PyPI version Docker Image Version (latest by date)

Read the article about Auto Archiver on bellingcat.com.

Python tool to automatically archive social media posts, videos, and images from a Google Sheets, the console, and more. Uses different archivers depending on the platform, and can save content to local storage, S3 bucket (Digital Ocean Spaces, AWS, ...), and Google Drive. If using Google Sheets as the source for links, it will be updated with information about the archived content. It can be run manually or on an automated basis.

There are 3 ways to use the auto-archiver:

  1. (easiest installation) via docker
  2. (local python install) pip install auto-archiver
  3. (legacy/development) clone and manually install from repo (see legacy tutorial video)

But you always need a configuration/orchestration file, which is where you'll configure where/what/how to archive. Make sure you read orchestration.
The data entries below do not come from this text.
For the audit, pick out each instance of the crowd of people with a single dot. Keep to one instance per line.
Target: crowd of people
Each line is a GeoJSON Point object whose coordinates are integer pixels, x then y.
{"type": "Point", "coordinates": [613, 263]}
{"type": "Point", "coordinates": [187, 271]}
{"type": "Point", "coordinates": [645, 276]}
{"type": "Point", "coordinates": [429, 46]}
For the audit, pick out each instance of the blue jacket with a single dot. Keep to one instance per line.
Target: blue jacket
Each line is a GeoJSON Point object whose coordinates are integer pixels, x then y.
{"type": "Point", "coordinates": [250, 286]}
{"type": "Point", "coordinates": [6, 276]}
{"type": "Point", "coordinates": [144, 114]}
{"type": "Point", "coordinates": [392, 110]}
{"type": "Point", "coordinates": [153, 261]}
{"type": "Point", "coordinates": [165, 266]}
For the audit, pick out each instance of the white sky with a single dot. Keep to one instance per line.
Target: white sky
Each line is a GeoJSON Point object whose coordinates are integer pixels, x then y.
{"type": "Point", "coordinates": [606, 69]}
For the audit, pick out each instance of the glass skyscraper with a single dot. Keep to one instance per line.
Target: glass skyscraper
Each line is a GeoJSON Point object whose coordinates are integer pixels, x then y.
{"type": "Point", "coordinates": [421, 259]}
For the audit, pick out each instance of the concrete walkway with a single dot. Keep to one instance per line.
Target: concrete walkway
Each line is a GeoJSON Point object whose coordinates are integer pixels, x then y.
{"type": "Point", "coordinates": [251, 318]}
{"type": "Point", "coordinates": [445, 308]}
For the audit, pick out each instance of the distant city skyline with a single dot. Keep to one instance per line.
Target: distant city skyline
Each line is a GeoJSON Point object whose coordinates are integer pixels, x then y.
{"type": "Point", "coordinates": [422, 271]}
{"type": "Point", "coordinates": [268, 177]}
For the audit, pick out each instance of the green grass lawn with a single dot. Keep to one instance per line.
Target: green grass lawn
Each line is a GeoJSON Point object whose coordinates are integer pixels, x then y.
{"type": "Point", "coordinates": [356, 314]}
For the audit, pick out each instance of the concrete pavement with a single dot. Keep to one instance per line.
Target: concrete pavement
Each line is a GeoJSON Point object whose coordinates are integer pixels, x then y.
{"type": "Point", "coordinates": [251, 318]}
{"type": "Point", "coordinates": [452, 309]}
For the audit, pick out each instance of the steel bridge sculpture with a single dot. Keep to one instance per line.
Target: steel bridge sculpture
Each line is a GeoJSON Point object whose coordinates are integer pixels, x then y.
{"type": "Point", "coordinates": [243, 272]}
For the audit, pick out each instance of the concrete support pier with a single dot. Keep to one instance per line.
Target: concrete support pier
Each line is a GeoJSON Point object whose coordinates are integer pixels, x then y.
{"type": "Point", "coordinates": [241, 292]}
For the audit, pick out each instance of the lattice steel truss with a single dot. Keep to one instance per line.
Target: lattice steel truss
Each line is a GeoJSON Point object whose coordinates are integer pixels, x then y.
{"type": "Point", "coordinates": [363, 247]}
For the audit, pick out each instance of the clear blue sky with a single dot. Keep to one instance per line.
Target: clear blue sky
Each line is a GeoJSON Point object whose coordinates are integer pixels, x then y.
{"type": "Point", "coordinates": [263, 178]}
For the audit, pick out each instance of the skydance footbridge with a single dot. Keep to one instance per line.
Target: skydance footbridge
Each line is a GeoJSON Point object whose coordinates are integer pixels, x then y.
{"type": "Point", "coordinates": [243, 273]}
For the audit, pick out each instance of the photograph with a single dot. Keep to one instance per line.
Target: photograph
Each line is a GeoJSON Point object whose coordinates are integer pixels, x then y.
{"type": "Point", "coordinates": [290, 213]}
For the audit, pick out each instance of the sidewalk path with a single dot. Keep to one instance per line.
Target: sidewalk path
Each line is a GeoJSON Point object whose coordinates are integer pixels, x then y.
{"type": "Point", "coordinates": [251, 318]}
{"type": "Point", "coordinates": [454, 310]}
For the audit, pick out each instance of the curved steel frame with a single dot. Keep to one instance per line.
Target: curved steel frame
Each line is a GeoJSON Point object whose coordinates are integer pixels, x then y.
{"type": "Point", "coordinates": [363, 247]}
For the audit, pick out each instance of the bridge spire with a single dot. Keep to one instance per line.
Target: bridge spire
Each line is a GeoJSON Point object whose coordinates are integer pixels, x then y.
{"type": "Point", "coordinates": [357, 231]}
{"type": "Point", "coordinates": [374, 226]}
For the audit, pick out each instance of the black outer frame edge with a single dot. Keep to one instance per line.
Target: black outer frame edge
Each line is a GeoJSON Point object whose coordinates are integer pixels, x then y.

How to install and run the auto-archiver

Option 1 - docker

dockeri.co

Docker works like a virtual machine running inside your computer, it isolates everything and makes installation simple. Since it is an isolated environment when you need to pass it your orchestration file or get downloaded media out of docker you will need to connect folders on your machine with folders inside docker with the -v volume flag.

  1. install docker
  2. pull the auto-archiver docker image with docker pull bellingcat/auto-archiver
  3. run the docker image locally in a container: docker run --rm -v $PWD/secrets:/app/secrets -v $PWD/local_archive:/app/local_archive bellingcat/auto-archiver --config secrets/orchestration.yaml breaking this command down:
    1. docker run tells docker to start a new container (an instance of the image)
    2. --rm makes sure this container is removed after execution (less garbage locally)
    3. -v $PWD/secrets:/app/secrets - your secrets folder
      1. -v is a volume flag which means a folder that you have on your computer will be connected to a folder inside the docker container
      2. $PWD/secrets points to a secrets/ folder in your current working directory (where your console points to), we use this folder as a best practice to hold all the secrets/tokens/passwords/... you use
      3. /app/secrets points to the path the docker container where this image can be found
    4. -v $PWD/local_archive:/app/local_archive - (optional) if you use local_storage
      1. -v same as above, this is a volume instruction
      2. $PWD/local_archive is a folder local_archive/ in case you want to archive locally and have the files accessible outside docker
      3. /app/local_archive is a folder inside docker that you can reference in your orchestration.yml file

Option 2 - python package

Python package instructions
  1. make sure you have python 3.10 or higher installed
  2. install the package pip/pipenv/conda install auto-archiver
  3. test it's installed with auto-archiver --help
  4. run it with your orchestration file and pass any flags you want in the command line auto-archiver --config secrets/orchestration.yaml if your orchestration file is inside a secrets/, which we advise

You will also need ffmpeg, firefox and geckodriver, and optionally fonts-noto. Similar to the local installation.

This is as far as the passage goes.